Sheryl: Oooo, that's a difficult question, as I have so many favourites. I love the spreads in which the animals are in the bath tubs, laundry baskets and loos....BUT...I think my absolute favourite has to be the final spread in which Rosa is snuggled safely back in a tree, and the man who initially cut her home down can be spotted in the background putting up homes and food for the birds and squirrels in his garden. It's such a positive and happy spread that just leaves you feeling good and shows the changes we can make if we act together!
Helen: I really enjoyed working on the city scene. I loved adding in all the little details and showing the animals moving into our homes and places of work because their habitats had been taken away. I included animals and birds native to North America to show the change of place and the word spreading across the world. I also really loved the spread with the Lion in the laundry. That was great fun to illustrate!

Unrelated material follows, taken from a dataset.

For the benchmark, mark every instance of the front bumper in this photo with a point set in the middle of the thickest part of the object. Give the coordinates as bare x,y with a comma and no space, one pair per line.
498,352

There are a lot of themes here about the environment and working together, but is there one thing you would like young children to take from One Little Bird?
Sheryl: YOU can make a difference, no matter how small.
Helen: Always believe that you can make a difference, never give up!
Can you suggest any activities to do with children after sharing One Little Bird with them?
Sheryl: Anything that gets children outside and involved with nature!
Talking about Rosa's home could lead to exploring other creatures' habitats with bug hunts, bird watching and visits to parks and local green areas.
Thinking up ways of making your outdoor areas wildlife friendly, such as adding bird feeders, making bug hotels and planting seeds that will attract bees and butterflies. And if you don't have a garden - plant seeds in window boxes and hang feeders from windows. It still counts and makes a huge difference!
Look at the different animals in the book and paint animal/insect pebbles. It's a great way to encourage children to notice the many different characteristics/markings that creatures have.
Get involved with environmental organisations. Many often hold events/activities that children can often get involved with, such as the Big Garden Birdwatch, ran by the RSPB, and 30 Days Wild with The Wildlife Trusts.
Play an A-Z animal game. Think of names of animals starting with A and then work through the alphabet. For bonus points try and name each animals habitat as you go along.
Above all else, lets encourage our children to have fun and GO WILD!
Helen: You could create your own little Rosa and hang her up to remind you that anyone can make a difference!
Visit www.helenshoesmith.com/downloads for a free printable download with instructions.
If you're feeling extra creative, you could use a plain piece of paper, follow the instructions and draw and colour in Rosa yourself!
Thank you Helen and Sheryl for joining us on ReadingZone!